Dear Martin and all,
I would like to conduct a group level analysis on a searchlight decoding analysis. I have fMRI data of participants who listened to two distinct syllables and I would like to infer the brain areas that can distinguish between syllable A and syllable B.
Following the TDT demos, I first ran the searchlight decoding analysis for every participant with a cross-validation design. For this I used normalized, but unsmoothed data. Afterwards, I ran permutations on every participant. The permutations I ran in the combined mode to save time. Like this I got a res_accuracy_minus_chance_set00XY.mat for every permutation.
I have a two questions before starting with pervalence statistics:
Would you smooth the decoding data and the permutation data of the participants beforhand? This is a naïve question, and it may not apply to the prevalence statistics. I am just asking because I read that you gave this suggestion for classical second level statistics (t-tests etc.), but I did not find any reference to this for the prevalence inference in the TDT demo scripts.
I realized that even though, I used normalized data and a group mask.nii file for the searchlight decoding the res_accuracy_minus_chance.mat vectors have not the exactly the same length across participants. When trying to run pervalenceTDT, I realized that this is problematic
First, why do my res_accuracy_minus_chance.mat vectors have different lengths? And second, would you recommend to use the .nii files instead? If I would decide to use the .nii files, I would need to tranfer res_accuracy_minus_chance_set00XY.mat from every permutation into a nii image, right? Is there a easy way to do this?
Many thanks for your help!
Yes, I recommend smoothing because this will reduce the discreteness associated with accuracies, but is still valid insofar as you believe information to be not only tied to individual voxels but to regions (which you assume with searchlights anyway). This is helpful for standard t-tests to get more normally-distributed accuracies, but it can also help in case you have only a limited number of discrete accuracy bins (e.g. for 10 samples 0 0.1 0.2 … 1) which can lead to overly conservative permutation statistics without smoothing.
This might be an issue with SPM. I would check that the group mask contains only voxels that are present in all participants.
Oh, they weren’t written as a default? Hmm. Let me know if you go with the .mat files. I’m a little busy right now (sorry!), but if you need the .nii files, I’m more than happy to guide you there!
Thank a lot for your response.
I will checked that mask again, I think the problem could be that I was derived from an analysis where I used smoothed single subject data for group level stats.
Concerning, the prevalence statistics, I just discussed the pipeline with a colleauge and he was a bit puzzled by the fact that I would be needd to smooth the permutation data of every participant for every permutation, but maybe that was not what you meant. I am sorry that I have to ask for clarification concerning the pipeline again.
Was this the pipeline you recommended?
(1) Decoding (searchlight)
on normalized unsmooted data
(2) Permutation (searchlight)
on the same normalized unsmooted data
(4) smoothing of the decoding data per participant / and for every participant for every single permutation?

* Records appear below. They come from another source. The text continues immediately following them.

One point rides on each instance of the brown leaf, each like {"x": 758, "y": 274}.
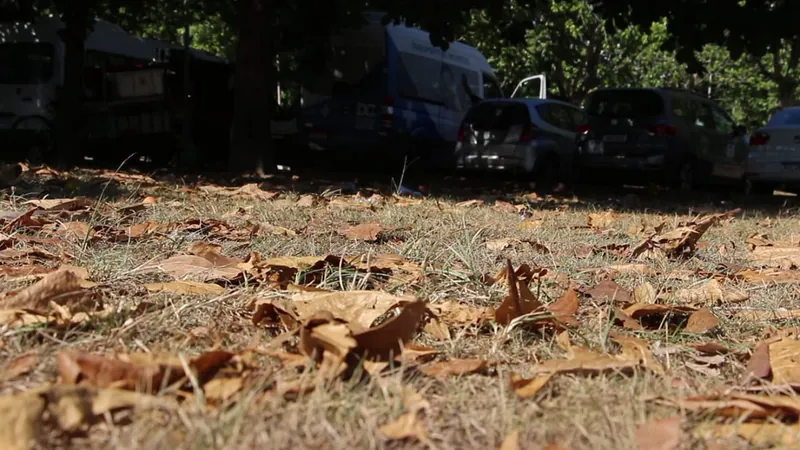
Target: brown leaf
{"x": 28, "y": 416}
{"x": 407, "y": 426}
{"x": 710, "y": 294}
{"x": 635, "y": 354}
{"x": 739, "y": 405}
{"x": 565, "y": 307}
{"x": 511, "y": 442}
{"x": 186, "y": 287}
{"x": 608, "y": 291}
{"x": 388, "y": 338}
{"x": 134, "y": 371}
{"x": 61, "y": 204}
{"x": 364, "y": 232}
{"x": 199, "y": 268}
{"x": 528, "y": 387}
{"x": 62, "y": 287}
{"x": 701, "y": 321}
{"x": 454, "y": 313}
{"x": 681, "y": 241}
{"x": 655, "y": 313}
{"x": 19, "y": 366}
{"x": 360, "y": 309}
{"x": 781, "y": 257}
{"x": 644, "y": 293}
{"x": 769, "y": 276}
{"x": 760, "y": 435}
{"x": 456, "y": 367}
{"x": 661, "y": 434}
{"x": 518, "y": 302}
{"x": 601, "y": 221}
{"x": 497, "y": 245}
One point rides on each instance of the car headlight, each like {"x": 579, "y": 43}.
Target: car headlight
{"x": 32, "y": 124}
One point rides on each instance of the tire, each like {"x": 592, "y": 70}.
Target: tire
{"x": 546, "y": 173}
{"x": 758, "y": 189}
{"x": 684, "y": 178}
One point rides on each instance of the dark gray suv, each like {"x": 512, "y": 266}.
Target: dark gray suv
{"x": 659, "y": 134}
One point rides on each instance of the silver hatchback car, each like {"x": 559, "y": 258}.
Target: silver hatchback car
{"x": 531, "y": 136}
{"x": 774, "y": 158}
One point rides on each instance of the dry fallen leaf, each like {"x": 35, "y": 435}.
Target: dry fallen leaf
{"x": 31, "y": 416}
{"x": 680, "y": 242}
{"x": 601, "y": 221}
{"x": 186, "y": 287}
{"x": 62, "y": 287}
{"x": 61, "y": 204}
{"x": 364, "y": 232}
{"x": 661, "y": 434}
{"x": 18, "y": 366}
{"x": 456, "y": 367}
{"x": 711, "y": 293}
{"x": 511, "y": 442}
{"x": 134, "y": 371}
{"x": 635, "y": 353}
{"x": 410, "y": 424}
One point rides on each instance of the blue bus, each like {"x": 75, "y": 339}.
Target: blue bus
{"x": 388, "y": 94}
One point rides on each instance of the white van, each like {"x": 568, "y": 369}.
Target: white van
{"x": 387, "y": 89}
{"x": 32, "y": 66}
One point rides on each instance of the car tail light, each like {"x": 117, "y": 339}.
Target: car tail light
{"x": 759, "y": 139}
{"x": 387, "y": 113}
{"x": 528, "y": 133}
{"x": 661, "y": 130}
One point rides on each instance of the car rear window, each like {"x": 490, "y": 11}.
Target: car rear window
{"x": 625, "y": 103}
{"x": 785, "y": 118}
{"x": 497, "y": 115}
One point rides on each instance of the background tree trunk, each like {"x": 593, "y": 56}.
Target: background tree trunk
{"x": 69, "y": 124}
{"x": 251, "y": 149}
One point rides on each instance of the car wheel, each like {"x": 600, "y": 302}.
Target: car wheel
{"x": 685, "y": 177}
{"x": 529, "y": 160}
{"x": 547, "y": 172}
{"x": 752, "y": 188}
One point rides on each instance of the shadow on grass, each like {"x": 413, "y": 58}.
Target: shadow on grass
{"x": 96, "y": 181}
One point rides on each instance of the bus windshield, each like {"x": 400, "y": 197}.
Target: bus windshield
{"x": 26, "y": 62}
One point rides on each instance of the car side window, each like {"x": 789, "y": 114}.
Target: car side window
{"x": 704, "y": 117}
{"x": 722, "y": 122}
{"x": 491, "y": 88}
{"x": 577, "y": 116}
{"x": 561, "y": 117}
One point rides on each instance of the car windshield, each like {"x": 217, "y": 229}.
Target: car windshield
{"x": 497, "y": 115}
{"x": 625, "y": 103}
{"x": 26, "y": 62}
{"x": 785, "y": 118}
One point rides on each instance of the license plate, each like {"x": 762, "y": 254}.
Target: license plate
{"x": 594, "y": 148}
{"x": 615, "y": 138}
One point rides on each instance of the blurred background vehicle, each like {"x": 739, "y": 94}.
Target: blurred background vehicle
{"x": 529, "y": 136}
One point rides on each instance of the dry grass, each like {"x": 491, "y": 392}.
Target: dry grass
{"x": 470, "y": 411}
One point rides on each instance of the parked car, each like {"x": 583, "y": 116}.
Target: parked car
{"x": 668, "y": 135}
{"x": 531, "y": 136}
{"x": 774, "y": 159}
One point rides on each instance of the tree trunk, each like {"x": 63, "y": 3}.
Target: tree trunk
{"x": 787, "y": 92}
{"x": 69, "y": 110}
{"x": 251, "y": 149}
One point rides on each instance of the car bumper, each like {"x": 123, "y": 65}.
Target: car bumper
{"x": 489, "y": 161}
{"x": 773, "y": 172}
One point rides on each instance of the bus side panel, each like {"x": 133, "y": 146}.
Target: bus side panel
{"x": 418, "y": 100}
{"x": 346, "y": 110}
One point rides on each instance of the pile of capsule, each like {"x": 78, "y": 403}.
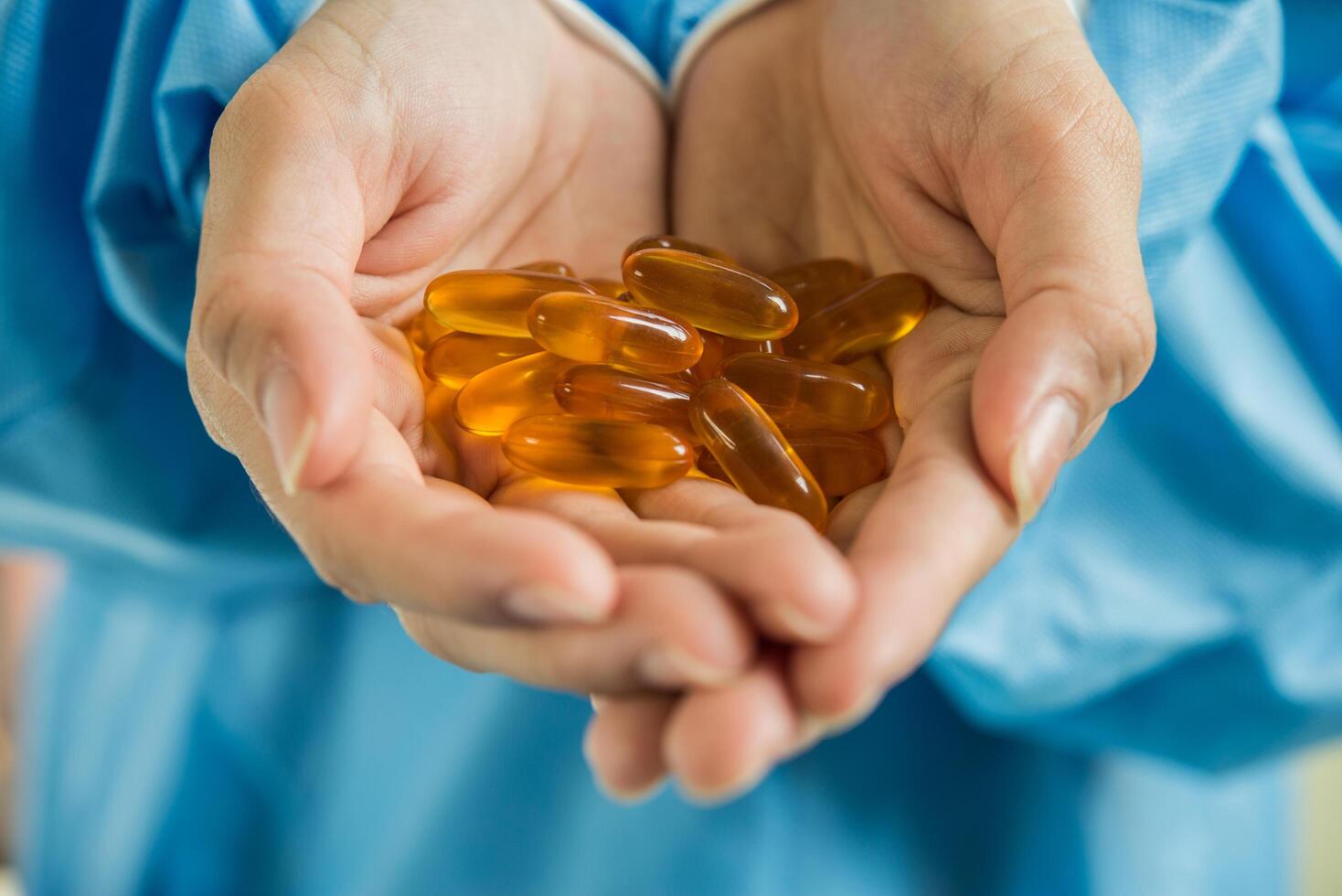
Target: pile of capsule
{"x": 693, "y": 365}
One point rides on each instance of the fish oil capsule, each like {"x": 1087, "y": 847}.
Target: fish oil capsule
{"x": 423, "y": 330}
{"x": 492, "y": 302}
{"x": 610, "y": 289}
{"x": 557, "y": 269}
{"x": 811, "y": 395}
{"x": 615, "y": 453}
{"x": 710, "y": 362}
{"x": 667, "y": 241}
{"x": 711, "y": 295}
{"x": 493, "y": 400}
{"x": 459, "y": 356}
{"x": 595, "y": 329}
{"x": 868, "y": 319}
{"x": 753, "y": 453}
{"x": 608, "y": 393}
{"x": 744, "y": 347}
{"x": 817, "y": 284}
{"x": 842, "y": 462}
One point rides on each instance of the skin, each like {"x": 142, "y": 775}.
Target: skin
{"x": 978, "y": 145}
{"x": 389, "y": 141}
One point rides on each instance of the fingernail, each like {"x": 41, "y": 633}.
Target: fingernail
{"x": 804, "y": 626}
{"x": 708, "y": 797}
{"x": 670, "y": 667}
{"x": 545, "y": 605}
{"x": 290, "y": 427}
{"x": 836, "y": 724}
{"x": 1040, "y": 451}
{"x": 809, "y": 731}
{"x": 631, "y": 797}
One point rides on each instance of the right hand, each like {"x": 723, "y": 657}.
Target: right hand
{"x": 390, "y": 141}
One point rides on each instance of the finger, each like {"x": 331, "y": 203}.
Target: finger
{"x": 282, "y": 231}
{"x": 1080, "y": 330}
{"x": 384, "y": 533}
{"x": 722, "y": 742}
{"x": 937, "y": 528}
{"x": 623, "y": 744}
{"x": 671, "y": 629}
{"x": 796, "y": 583}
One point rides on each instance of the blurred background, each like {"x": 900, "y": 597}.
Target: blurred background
{"x": 30, "y": 582}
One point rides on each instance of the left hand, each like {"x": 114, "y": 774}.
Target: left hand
{"x": 980, "y": 145}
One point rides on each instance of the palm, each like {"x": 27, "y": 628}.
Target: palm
{"x": 980, "y": 146}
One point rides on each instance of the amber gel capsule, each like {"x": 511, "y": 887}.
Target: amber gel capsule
{"x": 820, "y": 283}
{"x": 615, "y": 453}
{"x": 811, "y": 395}
{"x": 424, "y": 330}
{"x": 459, "y": 356}
{"x": 559, "y": 269}
{"x": 610, "y": 289}
{"x": 751, "y": 451}
{"x": 710, "y": 362}
{"x": 741, "y": 347}
{"x": 492, "y": 401}
{"x": 713, "y": 295}
{"x": 842, "y": 462}
{"x": 667, "y": 241}
{"x": 492, "y": 302}
{"x": 592, "y": 327}
{"x": 608, "y": 393}
{"x": 879, "y": 315}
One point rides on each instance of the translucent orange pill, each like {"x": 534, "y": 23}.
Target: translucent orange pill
{"x": 595, "y": 329}
{"x": 877, "y": 315}
{"x": 610, "y": 289}
{"x": 492, "y": 302}
{"x": 842, "y": 462}
{"x": 753, "y": 453}
{"x": 710, "y": 362}
{"x": 713, "y": 295}
{"x": 459, "y": 356}
{"x": 744, "y": 347}
{"x": 811, "y": 395}
{"x": 559, "y": 269}
{"x": 615, "y": 453}
{"x": 495, "y": 399}
{"x": 666, "y": 241}
{"x": 820, "y": 283}
{"x": 438, "y": 410}
{"x": 423, "y": 330}
{"x": 610, "y": 393}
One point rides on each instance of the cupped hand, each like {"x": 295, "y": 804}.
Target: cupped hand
{"x": 975, "y": 144}
{"x": 384, "y": 144}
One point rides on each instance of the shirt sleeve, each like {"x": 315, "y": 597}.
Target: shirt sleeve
{"x": 1181, "y": 593}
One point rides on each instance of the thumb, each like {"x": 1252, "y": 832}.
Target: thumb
{"x": 1080, "y": 332}
{"x": 282, "y": 231}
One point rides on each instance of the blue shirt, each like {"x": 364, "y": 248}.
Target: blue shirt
{"x": 1104, "y": 714}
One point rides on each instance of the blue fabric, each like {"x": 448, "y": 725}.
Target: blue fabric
{"x": 1106, "y": 714}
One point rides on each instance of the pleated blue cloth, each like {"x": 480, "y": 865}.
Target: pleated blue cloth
{"x": 1109, "y": 712}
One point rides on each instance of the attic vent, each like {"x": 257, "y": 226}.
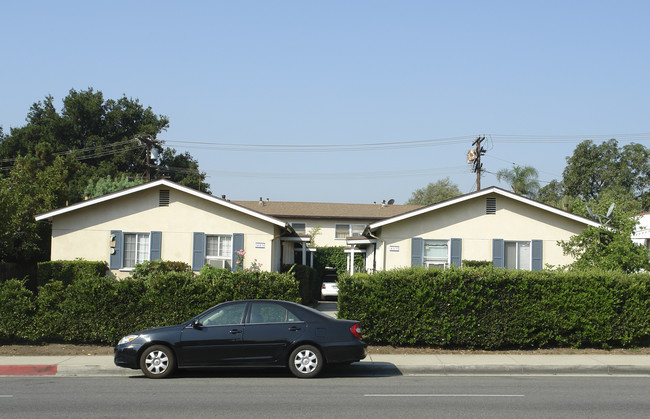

(5) Prevalence group level analysis
on smoothed decoding data and smoothed permutation data
Many thanks for your help!
Yes, this is the pipeline (with one exception, see below). Regarding step (4) I generally recommend smoothing searchlight accuracy maps for statistical reasons (improves local estimates of accuracy, reduces effect of inaccuracies in spatial normalization between participants, and for random field theory approaches makes results more consistent with the assumptions). If you smooth your main results, this means you would have to smooth permutation-based accuracy maps, as well.
You could also contact Carsten Allefeld, who wrote the original paper.
I generally recommend first running a searchlight analysis and then normalizing and smoothing results. The main reason is that it’s typically a lot faster (because you have fewer voxels to consider before normalization). Other than that the order shouldn’t affect results much, so if you already have your volumes, then you are good.
One thing to bear in mind with prevalence inference that I’m currently pondering on: It’s a valid inference approach for group-level analyses in MPVA, but it means your conclusions rest on the assumption that you have “good” subjects. If you have bad subjects, they may not carry an effect, not because it is not there but because they are too noisy. That, in turn, will affect your estimate of the percentage of participants carrying an effect. I think this is worth considering, because it affects your conclusions. In other words, it’s worth discussing whether setting gamma = 0.5 (i.e. at least 50% of the participants carry an effect) is the only way to do prevalence inference. Ultimately, the prevalence criterion is a subjective choice that you would need to justify. Happy to hear other thoughts on this, though.